After bringing the site back up, we investigated what caused the kernel to enable connection tracking. Doing a
lsmod showed that connection tracking and iptables modules were actually loaded. Another look into dmesg revealed that right before the outage the
ip_tables netfilter module was loaded:
Aug 13 14:38:27 ams-mid006.int.s-cloud.net kernel: [8623415.007818] ip_tables: (C) 2000-2006 Netfilter Core Team Aug 13 14:38:35 ams-mid006.int.s-cloud.net kernel: [8623422.444931] nf_conntrack version 0.5.0 (16384 buckets, 65536 max)

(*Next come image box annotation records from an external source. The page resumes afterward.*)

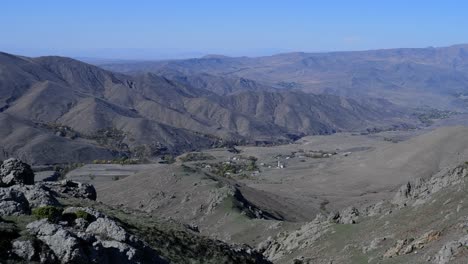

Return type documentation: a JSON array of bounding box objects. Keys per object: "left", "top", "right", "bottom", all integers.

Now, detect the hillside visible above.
[
  {"left": 102, "top": 45, "right": 468, "bottom": 109},
  {"left": 0, "top": 53, "right": 408, "bottom": 163}
]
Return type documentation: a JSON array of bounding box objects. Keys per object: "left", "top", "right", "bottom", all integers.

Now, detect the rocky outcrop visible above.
[
  {"left": 0, "top": 158, "right": 34, "bottom": 187},
  {"left": 392, "top": 166, "right": 467, "bottom": 206},
  {"left": 10, "top": 184, "right": 59, "bottom": 208},
  {"left": 257, "top": 215, "right": 331, "bottom": 261},
  {"left": 328, "top": 206, "right": 359, "bottom": 224},
  {"left": 0, "top": 188, "right": 30, "bottom": 216},
  {"left": 25, "top": 208, "right": 165, "bottom": 264},
  {"left": 42, "top": 180, "right": 97, "bottom": 200},
  {"left": 384, "top": 230, "right": 440, "bottom": 258},
  {"left": 433, "top": 235, "right": 468, "bottom": 264}
]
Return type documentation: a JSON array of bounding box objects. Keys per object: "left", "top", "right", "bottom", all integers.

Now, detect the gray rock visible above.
[
  {"left": 391, "top": 166, "right": 468, "bottom": 206},
  {"left": 75, "top": 218, "right": 88, "bottom": 230},
  {"left": 86, "top": 217, "right": 129, "bottom": 242},
  {"left": 63, "top": 206, "right": 105, "bottom": 219},
  {"left": 0, "top": 158, "right": 34, "bottom": 187},
  {"left": 0, "top": 188, "right": 30, "bottom": 216},
  {"left": 42, "top": 180, "right": 97, "bottom": 200},
  {"left": 12, "top": 240, "right": 36, "bottom": 261},
  {"left": 328, "top": 206, "right": 359, "bottom": 224},
  {"left": 10, "top": 184, "right": 60, "bottom": 208},
  {"left": 26, "top": 219, "right": 90, "bottom": 263},
  {"left": 434, "top": 235, "right": 468, "bottom": 264}
]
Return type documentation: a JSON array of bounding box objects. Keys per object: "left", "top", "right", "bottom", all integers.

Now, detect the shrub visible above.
[
  {"left": 75, "top": 210, "right": 93, "bottom": 222},
  {"left": 32, "top": 205, "right": 63, "bottom": 222}
]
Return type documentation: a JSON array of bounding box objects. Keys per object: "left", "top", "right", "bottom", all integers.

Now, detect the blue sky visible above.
[{"left": 0, "top": 0, "right": 468, "bottom": 59}]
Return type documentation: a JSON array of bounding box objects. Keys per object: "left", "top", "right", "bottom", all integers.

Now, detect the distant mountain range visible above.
[
  {"left": 0, "top": 50, "right": 404, "bottom": 164},
  {"left": 101, "top": 45, "right": 468, "bottom": 111}
]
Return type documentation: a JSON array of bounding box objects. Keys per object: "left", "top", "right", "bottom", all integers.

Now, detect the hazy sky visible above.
[{"left": 0, "top": 0, "right": 468, "bottom": 59}]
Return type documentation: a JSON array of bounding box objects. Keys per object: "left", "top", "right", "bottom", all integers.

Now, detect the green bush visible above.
[
  {"left": 32, "top": 205, "right": 63, "bottom": 222},
  {"left": 75, "top": 210, "right": 93, "bottom": 222}
]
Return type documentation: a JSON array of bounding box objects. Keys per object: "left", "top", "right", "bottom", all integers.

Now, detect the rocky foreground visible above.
[{"left": 0, "top": 159, "right": 270, "bottom": 263}]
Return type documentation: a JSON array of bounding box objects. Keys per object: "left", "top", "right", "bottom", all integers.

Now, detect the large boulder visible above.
[
  {"left": 26, "top": 219, "right": 90, "bottom": 263},
  {"left": 0, "top": 188, "right": 29, "bottom": 216},
  {"left": 0, "top": 158, "right": 34, "bottom": 187},
  {"left": 86, "top": 218, "right": 129, "bottom": 242},
  {"left": 10, "top": 184, "right": 60, "bottom": 208},
  {"left": 43, "top": 180, "right": 97, "bottom": 200}
]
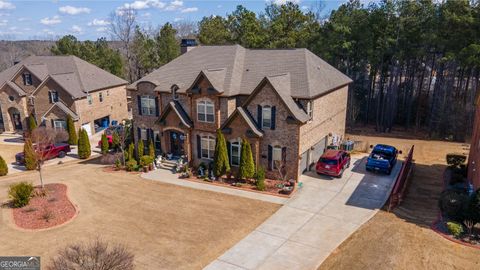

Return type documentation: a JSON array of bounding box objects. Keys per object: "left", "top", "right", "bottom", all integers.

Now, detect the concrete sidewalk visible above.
[{"left": 205, "top": 158, "right": 401, "bottom": 270}]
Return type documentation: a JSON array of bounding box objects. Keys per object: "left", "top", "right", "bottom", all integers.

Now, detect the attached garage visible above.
[{"left": 298, "top": 136, "right": 328, "bottom": 174}]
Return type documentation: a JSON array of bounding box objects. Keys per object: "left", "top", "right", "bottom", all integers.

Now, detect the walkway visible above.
[{"left": 205, "top": 157, "right": 401, "bottom": 270}]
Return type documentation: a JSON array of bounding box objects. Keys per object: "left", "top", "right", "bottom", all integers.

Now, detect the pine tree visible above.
[
  {"left": 238, "top": 138, "right": 255, "bottom": 179},
  {"left": 128, "top": 143, "right": 135, "bottom": 161},
  {"left": 0, "top": 156, "right": 8, "bottom": 176},
  {"left": 213, "top": 129, "right": 230, "bottom": 177},
  {"left": 67, "top": 115, "right": 78, "bottom": 145},
  {"left": 23, "top": 139, "right": 37, "bottom": 171},
  {"left": 28, "top": 114, "right": 37, "bottom": 132},
  {"left": 148, "top": 139, "right": 155, "bottom": 158},
  {"left": 137, "top": 139, "right": 145, "bottom": 162},
  {"left": 101, "top": 133, "right": 110, "bottom": 155},
  {"left": 78, "top": 128, "right": 92, "bottom": 159}
]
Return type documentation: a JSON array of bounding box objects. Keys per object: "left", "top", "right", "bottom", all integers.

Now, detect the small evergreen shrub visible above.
[
  {"left": 125, "top": 159, "right": 137, "bottom": 172},
  {"left": 255, "top": 167, "right": 266, "bottom": 191},
  {"left": 447, "top": 221, "right": 463, "bottom": 238},
  {"left": 8, "top": 182, "right": 33, "bottom": 207},
  {"left": 0, "top": 156, "right": 8, "bottom": 176},
  {"left": 101, "top": 133, "right": 110, "bottom": 155},
  {"left": 67, "top": 115, "right": 78, "bottom": 145}
]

So what happened? One of our enginners was doing some preparations for scaling that layer of our infrastructure. To verify we don’t use any specific iptable rules on that system, he did:
iptables -L iptables -t nat -L
Those commands themself are pretty harmless. They will just list configured iptables rules. The first one rules in the
filter table, the second one in the
nat table. Nothing which should change any system configuration, right? Nope. Let’s try to reproduce it. Just boot up some system (I’ve tried it on my Ubuntu Laptop). No iptables module should be loaded:
root@apollon:~# lsmod|grep ipt
Now just list your iptable rules:
iptables -L Chain INPUT (policy ACCEPT) target prot opt source destination Chain FORWARD (policy ACCEPT) target prot opt source destination Chain OUTPUT (policy ACCEPT) target prot opt source destination
And check again for loaded modules:
root@apollon:~# lsmod|grep ipt iptable_filter 12810 0 ip_tables 27473 1 iptable_filter x_tables 29846 2 iptable_filter,ip_tables
Okay, that loaded some iptables module to make it possible to add filter rules via
iptables. This shouldn’t cause any problems, since without any actual rules the impact on the kernel is negligible. But now check your nat table:
root@apollon:~# iptables -t nat -L Chain PREROUTING (policy ACCEPT) target prot opt source destination Chain INPUT (policy ACCEPT) target prot opt source destination Chain OUTPUT (policy ACCEPT) target prot opt source destination Chain POSTROUTING (policy ACCEPT) target prot opt source destination
Completely empty as well. But now look at your kernel modules:
root@apollon:~# lsmod|grep ipt iptable_nat 13229 0 nf_nat 25891 1 iptable_nat nf_conntrack_ipv4 19716 3 iptable_nat,nf_nat nf_conntrack 81926 3 iptable_nat,nf_nat,nf_conntrack_ipv4 iptable_filter 12810 0 ip_tables 27473 2 iptable_nat,iptable_filter x_tables 29846 3 iptable_nat,iptable_filter,ip_tables
By just listing your iptable rules for the nat table, the kernel loaded
nf_conntrack which enabled connection tracking. See dmesg:
[75024.007681] nf_conntrack version 0.5.0 (16384 buckets, 65536 max
On your Laptop you probably don’t care – it’s even quite convenient. On a production server that handles a large number of connections the fairly small default
nf_conntrack table will overflow quite fast and cause dropped connections.
How do we prevent it?
iptables doesn’t load the
nf_conntrack itself, it only loads
ip_tables which again loads modules it depends on via the kernel’s
But since that module loader uses the modprobe user-space helpers like modprobe, the auto-loading process will honour
modprobe.d/ settings. Unfortunatelly there is no easy way to disable loading of a module altogether, but there is a workaround for that.
Since we don’t need iptables at all on that system, we’ve created a /etc/modprobe.d/netfilter.conf like this:
alias ip_tables off alias iptable off alias iptable_nat off alias iptable_filter off alias x_tables off alias nf_nat off alias nf_conntrack_ipv4 off alias nf_conntrack off
This will make
off instead of the actual kernel module.
Trying to run any iptables command now, should now give you now:
iptables -t nat -L FATAL: Module off not found. iptables v1.4.12: can't initialize iptables table `nat': Table does not exist (do you need to insmod?) Perhaps iptables or your kernel needs to be upgraded.